Stangneth is also intent on situating the Argentina Papers within the unsettling world of postwar Nazi revanchists. Eichmann and his friends firmly believed that, suitably cleansed of its tainted leaders (Himmler in particular was singled out as being beyond redemption), Nazism could be revitalized as a political force. “You can lose the world war, but you can be a winner if you are able to write books,” said Stangneth. “And this was the plan. To make the propaganda for the next hundred years.”

The Himmler and Eichmann papers are valuable in reorienting our understanding of these prominent Nazis’ interior lives. They were men of action, to be sure, but they were also men of ideas, peddling their toxic notions of race and genocidal self-defense against the Jewish people. Their letters and interview transcripts provide an unfiltered look at not only what they did, but what they thought about their actions, and how they justified their nightmarish work to others.

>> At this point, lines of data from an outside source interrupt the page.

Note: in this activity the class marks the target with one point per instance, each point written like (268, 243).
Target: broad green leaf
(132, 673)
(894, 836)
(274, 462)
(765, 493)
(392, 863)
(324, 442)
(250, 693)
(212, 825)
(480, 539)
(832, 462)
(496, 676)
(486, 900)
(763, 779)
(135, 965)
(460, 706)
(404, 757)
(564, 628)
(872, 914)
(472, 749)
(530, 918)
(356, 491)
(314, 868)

The Himmler letters and the Argentina Papers are primary sources reminding us, in case we ever forgot, that these propagandists were committed with undying ferocity to their own propaganda. Defeat was not an option, even when the war was nearly lost—even when the war was long over. They are privileged glimpses of true believers, reminding us that Nazis were not only murderers and torturers, but also devoted followers of a totalitarian ideal. Doubt simply did not exist.

One of the true believers, convinced that Nazism was not yet spent, was Gudrun Himmler. After the war, she became a prominent force in an organization called Stille Hilfe (Silent Aid), which helped Nazis escape Europe and provided financial and moral support to convicted war criminals. Silent Aid fought to free convicted Nazis and to prevent accused Nazis from being extradited for trial. Himmler was neo-Nazi royalty, her lineage granting her elite status within the airless world of unreconstructed fascist ideologues.

Gudrun Himmler, now Gudrun Burwitz, is now 85 years old, still living in a suburb of Munich. She remains active in Silent Aid’s work, presumably as a tribute to her father’s memory. “The way you want to assess someone is, what does she do when she comes to adulthood? What does she do afterwards?” wondered Emory historian Deborah Lipstadt, when we spoke “What does she do as the truth comes out? Is she busy defending her father, or is she acknowledging that her father was responsible for mass murder?” The papers that spent decades in a suitcase in a Tel Aviv apartment document, among other things, the irreversible warping of a young mind. They are a record of a life—make that three lives— permanently devoted to the propagation of evil. By saving Heinrich Himmler’s papers, Chaim Rosenthal did us all a service, preserving documentation not only of Nazi ideology’s calamitous effect on the Jewish people, but on Himmler’s own family, too.